In several places on the property, it is obvious that something used to be there. Mounds of cut stones lie where buildings and walls used to stand. Broken glass, ceramics and coal mark old dump sites. Raised ground is remnant of long forgotten roads. Ditches reveal old wells and broken clay drainage tile. Nothing excites me more, as a one-time archaeologist, than a little exploring to dig up the past. For safety and the protection of expensive farm equipment, it is also good to know where these piles and holes are located and what lies beneath.

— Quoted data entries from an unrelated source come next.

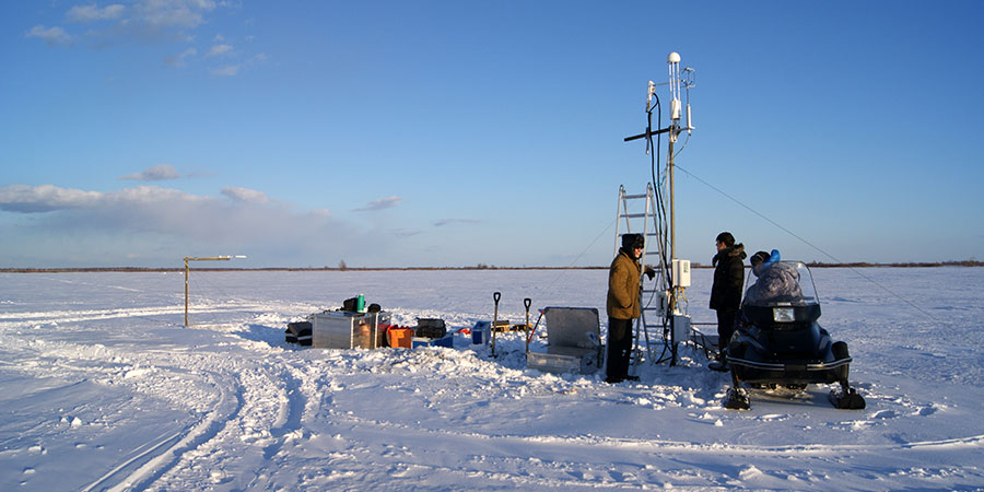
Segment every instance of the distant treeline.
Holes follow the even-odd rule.
[[[811,261],[810,268],[928,268],[928,267],[984,267],[984,261],[936,261],[936,262],[897,262],[897,263],[824,263]],[[710,265],[692,262],[691,268],[713,268]],[[475,267],[266,267],[266,268],[215,268],[194,267],[195,271],[445,271],[445,270],[607,270],[607,266],[597,267],[496,267],[479,263]],[[0,268],[0,273],[79,273],[79,272],[183,272],[184,268],[142,268],[142,267],[92,267],[92,268]]]

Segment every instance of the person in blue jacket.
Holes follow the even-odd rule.
[[[717,361],[726,367],[726,349],[735,332],[735,317],[741,306],[741,289],[745,284],[745,245],[735,244],[735,236],[723,232],[715,239],[717,254],[711,260],[714,266],[714,283],[711,285],[711,308],[717,312]]]

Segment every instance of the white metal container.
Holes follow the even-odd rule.
[[[375,349],[383,344],[379,325],[389,324],[389,313],[329,311],[312,320],[312,343],[321,349]]]
[[[526,366],[547,373],[591,374],[601,367],[601,328],[593,307],[547,307],[547,352],[529,352]]]

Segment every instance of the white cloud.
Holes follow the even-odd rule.
[[[248,188],[236,188],[234,186],[222,188],[222,195],[244,203],[266,203],[270,201],[270,199],[267,198],[267,194],[262,191]]]
[[[43,25],[36,25],[27,32],[25,37],[36,37],[47,43],[48,46],[67,46],[72,43],[72,36],[70,36],[63,28],[57,26],[45,27]]]
[[[120,176],[119,179],[136,179],[139,181],[163,181],[165,179],[177,179],[180,175],[171,164],[157,164],[148,167],[141,173]]]
[[[94,3],[90,5],[75,5],[69,9],[66,17],[72,22],[112,21],[122,17],[126,10],[127,8],[119,3],[106,5],[102,9]]]
[[[234,250],[271,265],[335,265],[339,258],[372,255],[364,233],[327,210],[296,211],[244,188],[225,188],[223,195],[156,186],[107,192],[51,185],[0,187],[0,211],[30,215],[23,222],[27,225],[17,230],[23,251],[4,253],[31,256],[27,251],[38,248],[36,244],[72,242],[92,258],[105,256],[102,249],[120,256],[141,253],[147,261],[179,258],[190,250]]]
[[[204,22],[216,3],[209,0],[149,0],[133,5],[137,21],[155,27],[191,28]]]
[[[366,203],[365,207],[360,207],[355,209],[355,212],[374,212],[376,210],[384,210],[396,207],[403,202],[403,199],[397,196],[380,198],[378,200],[373,200],[370,203]]]
[[[184,52],[181,52],[180,55],[174,55],[174,56],[165,57],[165,58],[164,58],[164,65],[167,66],[167,67],[184,67],[184,66],[185,66],[185,59],[186,59],[186,58],[194,57],[195,55],[198,55],[198,50],[195,49],[195,48],[188,48],[188,49],[186,49]]]
[[[481,222],[482,221],[480,221],[478,219],[441,219],[437,222],[434,222],[434,226],[442,227],[444,225],[452,225],[452,224],[469,224],[469,225],[471,225],[471,224],[478,224]]]
[[[230,51],[232,51],[232,45],[214,45],[212,46],[212,49],[209,49],[209,52],[206,54],[206,58],[218,57]]]
[[[216,77],[236,77],[236,74],[239,73],[241,67],[242,66],[238,65],[226,65],[213,68],[212,70],[209,70],[209,72]]]
[[[11,185],[0,188],[0,210],[36,213],[89,207],[99,200],[97,191],[59,188],[51,185]]]

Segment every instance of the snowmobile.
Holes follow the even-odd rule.
[[[728,342],[731,387],[724,407],[747,410],[750,387],[805,389],[809,384],[839,383],[830,400],[839,409],[863,409],[865,399],[847,383],[847,343],[832,341],[817,323],[820,301],[810,269],[799,261],[773,258],[753,267]]]

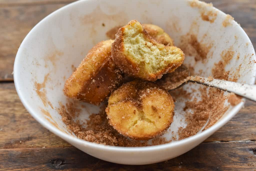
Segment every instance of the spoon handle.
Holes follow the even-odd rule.
[[[209,80],[207,78],[197,76],[197,79],[188,80],[188,82],[196,83],[215,87],[235,94],[256,102],[256,85],[237,83],[218,79]],[[198,79],[199,78],[200,79]]]

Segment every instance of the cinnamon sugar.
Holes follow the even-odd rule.
[[[182,65],[174,72],[164,75],[155,83],[166,90],[172,90],[185,82],[185,79],[189,75],[189,72],[187,68]]]
[[[191,7],[196,7],[199,9],[202,20],[212,23],[217,18],[217,12],[207,11],[207,8],[205,7],[207,6],[212,6],[212,4],[211,3],[207,4],[204,2],[200,2],[196,0],[190,1],[189,3]]]
[[[226,71],[225,68],[234,57],[234,52],[232,50],[233,47],[231,46],[221,52],[220,54],[221,60],[218,63],[214,64],[214,66],[212,69],[212,73],[214,78],[228,80],[230,72]]]
[[[233,93],[231,93],[229,95],[228,102],[230,103],[231,106],[236,106],[242,101],[241,96],[237,95]]]
[[[201,95],[200,100],[194,97],[192,101],[186,102],[184,110],[187,112],[189,109],[192,112],[187,112],[186,121],[187,125],[186,127],[179,128],[179,140],[194,135],[202,129],[209,127],[227,109],[228,107],[224,105],[226,97],[223,96],[223,91],[212,88],[208,88],[208,91],[206,86],[199,89]]]
[[[116,26],[111,28],[106,33],[106,35],[109,38],[114,40],[115,38],[115,34],[118,29],[122,26]]]
[[[220,61],[218,63],[214,64],[214,66],[212,69],[212,73],[215,78],[220,79],[228,79],[229,71],[226,71],[225,65],[223,62]]]
[[[101,107],[99,113],[92,114],[86,120],[87,126],[83,127],[78,121],[74,121],[77,115],[76,107],[74,103],[67,103],[66,106],[60,104],[58,109],[62,121],[67,128],[73,133],[78,138],[86,141],[110,146],[125,147],[141,147],[165,144],[170,142],[162,137],[154,138],[152,144],[147,141],[136,141],[129,138],[120,134],[109,124],[105,112],[105,104]]]
[[[227,14],[225,19],[222,22],[222,25],[225,27],[231,25],[231,22],[234,20],[234,18],[229,14]]]
[[[196,61],[203,61],[206,59],[212,44],[207,45],[199,42],[196,35],[194,34],[188,33],[180,38],[180,48],[185,55],[194,56]]]

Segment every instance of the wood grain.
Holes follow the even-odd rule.
[[[13,83],[0,84],[0,149],[71,146],[31,116],[20,102]],[[245,108],[205,142],[256,140],[255,111],[256,102],[247,101]]]
[[[203,143],[173,159],[143,166],[105,162],[73,147],[1,149],[0,170],[253,170],[255,147],[255,141]]]
[[[73,1],[0,0],[0,170],[256,171],[256,102],[251,101],[191,150],[166,162],[143,166],[112,163],[91,156],[33,118],[21,103],[14,84],[7,82],[13,81],[17,48],[38,22]],[[256,47],[256,0],[205,1],[234,17]]]
[[[0,25],[0,61],[2,62],[0,63],[0,81],[13,80],[11,73],[17,49],[33,27],[52,12],[66,3],[73,1],[0,1],[1,23]],[[256,47],[256,22],[255,21],[256,20],[256,0],[205,1],[208,3],[212,2],[215,6],[233,17],[248,34],[254,47]],[[5,6],[3,6],[4,4]],[[33,7],[28,5],[29,4],[33,5]]]
[[[13,83],[0,84],[0,149],[72,146],[31,116],[20,102]]]

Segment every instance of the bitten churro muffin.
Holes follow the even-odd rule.
[[[157,41],[165,45],[174,45],[173,39],[160,27],[151,24],[142,24],[142,25],[150,36]],[[114,39],[115,34],[121,27],[121,26],[115,27],[107,32],[106,34],[110,38]]]
[[[184,59],[180,49],[156,41],[136,20],[118,30],[111,52],[115,63],[124,73],[152,81],[174,70]]]
[[[119,133],[145,140],[169,128],[174,108],[168,92],[153,83],[136,80],[123,85],[111,94],[106,112],[110,124]]]
[[[111,57],[113,42],[101,42],[89,52],[66,81],[66,95],[96,105],[106,99],[122,78]]]

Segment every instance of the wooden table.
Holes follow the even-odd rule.
[[[88,155],[43,127],[24,108],[12,73],[17,49],[39,21],[71,0],[0,0],[0,170],[256,170],[256,103],[245,107],[213,135],[173,159],[122,165]],[[209,0],[231,14],[256,47],[256,0]]]

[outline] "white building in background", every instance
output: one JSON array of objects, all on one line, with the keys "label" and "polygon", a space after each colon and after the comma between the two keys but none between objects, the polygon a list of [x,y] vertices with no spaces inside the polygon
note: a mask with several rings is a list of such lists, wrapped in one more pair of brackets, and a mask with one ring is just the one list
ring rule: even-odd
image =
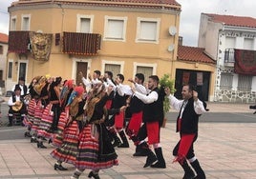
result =
[{"label": "white building in background", "polygon": [[8,51],[8,35],[0,33],[0,95],[5,91],[6,66]]},{"label": "white building in background", "polygon": [[217,61],[213,100],[254,103],[256,19],[202,13],[198,46]]}]

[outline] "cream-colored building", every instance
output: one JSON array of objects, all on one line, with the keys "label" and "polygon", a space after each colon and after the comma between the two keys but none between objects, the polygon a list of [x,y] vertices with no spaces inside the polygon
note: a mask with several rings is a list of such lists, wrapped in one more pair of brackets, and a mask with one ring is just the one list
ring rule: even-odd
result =
[{"label": "cream-colored building", "polygon": [[44,74],[78,83],[80,70],[99,70],[122,73],[127,83],[138,72],[175,79],[188,70],[207,73],[205,99],[213,96],[214,64],[178,57],[181,6],[175,0],[20,0],[9,12],[8,89],[20,76],[27,84]]},{"label": "cream-colored building", "polygon": [[0,95],[5,92],[7,67],[8,34],[0,33]]},{"label": "cream-colored building", "polygon": [[175,0],[20,0],[9,12],[9,89],[19,76],[27,84],[44,74],[78,82],[79,70],[174,77],[181,14]]}]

We have matched some rubble piles to historic photos and maps, but others are a mystery. A jumble of rocks in front of the barn had me baffled. So, I took a shovel to it. I discovered a 15×4 foot retaining wall. Years of erosion and tree growth had toppled and covered it. Being in a fix-it mood, and highly caffeinated that morning, I decided to rebuild it with the help of my brother-in-law.

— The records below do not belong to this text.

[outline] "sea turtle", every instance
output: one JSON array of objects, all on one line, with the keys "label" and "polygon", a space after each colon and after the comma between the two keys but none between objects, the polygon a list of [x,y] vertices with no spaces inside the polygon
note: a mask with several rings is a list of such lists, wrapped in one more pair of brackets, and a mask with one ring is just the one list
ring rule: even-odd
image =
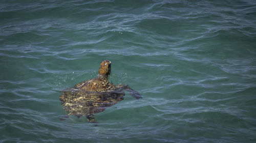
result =
[{"label": "sea turtle", "polygon": [[84,81],[62,92],[59,100],[68,115],[78,118],[86,116],[89,122],[94,123],[96,122],[95,113],[123,100],[124,90],[130,92],[136,99],[142,98],[137,91],[128,85],[116,85],[110,82],[108,77],[111,70],[111,62],[104,61],[100,64],[97,78]]}]

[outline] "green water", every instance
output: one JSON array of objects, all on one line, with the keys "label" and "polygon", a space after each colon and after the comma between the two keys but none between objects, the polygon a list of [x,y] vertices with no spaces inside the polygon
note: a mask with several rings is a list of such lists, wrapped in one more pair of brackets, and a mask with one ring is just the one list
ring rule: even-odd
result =
[{"label": "green water", "polygon": [[[255,142],[254,1],[2,1],[1,142]],[[143,98],[67,115],[97,77]]]}]

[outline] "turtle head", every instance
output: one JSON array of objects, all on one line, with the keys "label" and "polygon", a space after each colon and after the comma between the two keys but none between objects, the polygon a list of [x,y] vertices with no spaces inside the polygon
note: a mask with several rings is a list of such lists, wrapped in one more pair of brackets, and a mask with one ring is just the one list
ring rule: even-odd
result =
[{"label": "turtle head", "polygon": [[108,77],[111,71],[111,62],[105,60],[101,62],[99,69],[99,77]]}]

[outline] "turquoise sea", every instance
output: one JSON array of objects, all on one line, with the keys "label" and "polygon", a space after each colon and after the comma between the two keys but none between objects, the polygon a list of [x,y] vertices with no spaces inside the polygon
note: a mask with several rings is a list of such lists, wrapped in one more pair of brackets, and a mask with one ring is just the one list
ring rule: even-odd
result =
[{"label": "turquoise sea", "polygon": [[[143,96],[67,116],[97,77]],[[256,1],[0,1],[0,142],[256,142]]]}]

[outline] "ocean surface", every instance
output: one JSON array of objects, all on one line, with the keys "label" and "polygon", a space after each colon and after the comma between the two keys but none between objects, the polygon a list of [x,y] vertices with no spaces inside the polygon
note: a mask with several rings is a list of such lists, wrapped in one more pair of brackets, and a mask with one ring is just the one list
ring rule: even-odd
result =
[{"label": "ocean surface", "polygon": [[[61,119],[105,60],[143,98]],[[1,1],[0,61],[0,142],[256,142],[254,0]]]}]

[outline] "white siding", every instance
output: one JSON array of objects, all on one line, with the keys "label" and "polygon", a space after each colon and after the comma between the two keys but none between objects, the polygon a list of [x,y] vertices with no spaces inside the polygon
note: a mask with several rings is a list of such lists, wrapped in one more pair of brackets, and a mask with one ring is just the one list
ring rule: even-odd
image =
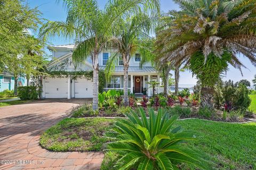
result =
[{"label": "white siding", "polygon": [[70,52],[70,50],[55,50],[52,52],[52,56],[57,58],[63,56]]}]

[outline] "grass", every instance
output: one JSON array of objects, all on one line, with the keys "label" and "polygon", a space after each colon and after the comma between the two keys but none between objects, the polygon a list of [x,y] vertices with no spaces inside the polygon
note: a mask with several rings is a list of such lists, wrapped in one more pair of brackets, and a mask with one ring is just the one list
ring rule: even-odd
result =
[{"label": "grass", "polygon": [[104,118],[66,118],[41,136],[40,144],[54,151],[99,151],[108,139],[103,133],[114,121]]},{"label": "grass", "polygon": [[249,107],[249,109],[256,113],[256,94],[250,94],[249,96],[252,99],[252,102]]},{"label": "grass", "polygon": [[207,153],[217,169],[256,169],[256,123],[189,119],[176,124],[195,132],[199,140],[188,147]]},{"label": "grass", "polygon": [[[184,144],[198,153],[206,153],[214,169],[256,169],[256,123],[187,119],[178,120],[175,125],[195,132],[198,140]],[[117,159],[115,153],[107,153],[101,169],[113,167]],[[182,169],[194,169],[184,165],[181,167]]]},{"label": "grass", "polygon": [[[101,150],[108,141],[103,134],[111,128],[114,121],[66,118],[47,129],[41,136],[40,144],[55,151]],[[256,123],[187,119],[177,121],[175,126],[178,125],[195,132],[198,140],[183,144],[198,153],[206,153],[214,169],[256,169]],[[116,160],[115,153],[106,153],[101,169],[113,167]]]},{"label": "grass", "polygon": [[0,100],[6,100],[6,99],[15,99],[15,98],[18,98],[18,97],[17,97],[17,96],[15,96],[15,97],[0,98]]},{"label": "grass", "polygon": [[11,101],[9,102],[0,102],[0,108],[3,107],[5,106],[22,104],[22,103],[28,102],[30,101],[31,100],[15,100],[15,101]]}]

It was much easier than rebuilding the old fieldstone wall that we fixed earlier in the year. At least these stones were in some kind of order. The key to rebuilding a retaining wall without mortar is to have a solid foundation and to lean the wall slightly back against the higher ground for strength. We pulled out the stones, staked out the area and evened out the foundation. Then, we stacked layers of interlocking flat stones row by row. Last, we packed the soil down behind it. My wife even planted some spring daffodils around. Good as new!
Gradually restoring the farm to how it used to be is challenging, but also a lot of fun. When we don’t have old photos to go by, we’re stuck with reasoning things out. What was this pile of rocks? What had that been? Sometimes, it is just a pile of rocks. But sometimes it is another trace of the farm’s long history.